Bolzano è senza dubbio una città piccola, e me ne sono reso conto presto. Dopo mezzanotte, non c’è quasi nulla di aperto: nessun chiosco, pochi club, spesso affollati e non sempre operativi, e i bar che chiudono al massimo all’una di notte. In quei momenti, la città sembra quasi deserta. Non posso dire che mi abbia sorpreso del tutto, ma a volte questa mancanza di vita notturna ha un suo peso. Una cosa che invece mi ha colpito positivamente è che qui i supermercati sono aperti anche la domenica, un dettaglio tutt’altro che scontato. Un altro aspetto che apprezzo molto è la forte cultura dell’escursionismo e della natura, qualcosa che Berlino certamente non offre. Non ero abituato alla passione locale per lo sport, il ciclismo e lo sci, e trovo affascinante questa parte dello stile di vita bolzanino. Certo, a volte mi mancano i buoni spettacoli teatrali e i concerti, ma in compenso la qualità del caffè qui è eccezionale e i prezzi sono più accessibili. Dire che il caffè è radicato nella cultura locale sarebbe un eufemismo!

Com’è per te stare lontano da casa? Ti manca qualcosa in particolare della Germania?
È difficile dire che mi manchi qualcosa di specifico di casa. Piuttosto, è l’insieme di piccole cose che, sommandosi, creano quel senso di nostalgia: alcune bevande, certi cibi o ristoranti a cui ero affezionato. Tuttavia, se devo essere sincero, non è poi così male. Basta tenere gli occhi aperti: c’è sempre qualcosa di nuovo da scoprire, e questo rende l’esperienza ancora più emozionante.

Come sta andando l’esperienza del servizio civile? Ti ha aiutato a sentirti più parte della comunità qui?
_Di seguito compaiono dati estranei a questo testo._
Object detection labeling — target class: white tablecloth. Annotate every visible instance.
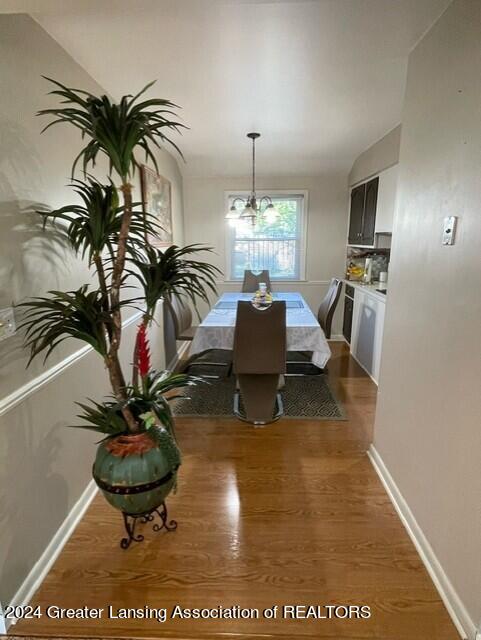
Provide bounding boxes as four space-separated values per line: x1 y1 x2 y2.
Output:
190 293 331 369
Il servizio funziona benissimo! Mi ha mostrato un lato completamente diverso di Bolzano e dei suoi abitanti. Prima di allora ero attivo principalmente nei circoli studenteschi internazionali e la mia cerchia di conoscenze era limitata a quello. Ora, grazie al servizio civile, ho imparato a conoscere ad apprezzare la gente del posto, la vera popolazione di questa città. Il senso di comunità, un social network con tanti eventi sociali di cui prima non avevo nemmeno preso nota. Da quel momento in poi ho vissuto Bolzano in un modo completamente diverso e ho imparato ad apprezzarla e ad amarla.

Hai già un’idea di cosa farai dopo il servizio civile? Ti piacerebbe restare a Bolzano o tornare in Germania??
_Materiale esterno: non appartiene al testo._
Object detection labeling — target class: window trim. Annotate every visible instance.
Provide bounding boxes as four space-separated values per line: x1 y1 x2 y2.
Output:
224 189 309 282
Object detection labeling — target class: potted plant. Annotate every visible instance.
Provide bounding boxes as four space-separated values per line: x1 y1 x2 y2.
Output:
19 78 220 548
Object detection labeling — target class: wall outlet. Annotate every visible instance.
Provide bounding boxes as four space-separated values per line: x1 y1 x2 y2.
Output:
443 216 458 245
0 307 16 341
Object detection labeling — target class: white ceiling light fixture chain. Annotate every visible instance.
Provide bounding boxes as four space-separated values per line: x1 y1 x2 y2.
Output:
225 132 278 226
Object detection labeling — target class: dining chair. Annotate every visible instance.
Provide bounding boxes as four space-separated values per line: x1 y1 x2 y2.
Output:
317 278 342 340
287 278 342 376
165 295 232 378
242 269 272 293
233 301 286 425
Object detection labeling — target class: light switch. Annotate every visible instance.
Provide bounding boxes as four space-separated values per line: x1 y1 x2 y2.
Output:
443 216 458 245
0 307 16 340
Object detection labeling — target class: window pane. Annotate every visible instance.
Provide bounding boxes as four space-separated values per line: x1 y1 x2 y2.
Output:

Dopo aver completato il mio servizio civile qui, tornerò in Germania e lì inizierò a studiare psicologia. Questo volontariato è stato per me una prova importante per verificare se potevo e sarei stato in grado di lavorare regolarmente con le persone e se potevo immaginare di lavorare nel settore sociale. Il servizio civile ha eliminato molte delle mie paure e ritengo che mi abbia anche preparato molto bene per il mio futuro. Ne sono molto grato.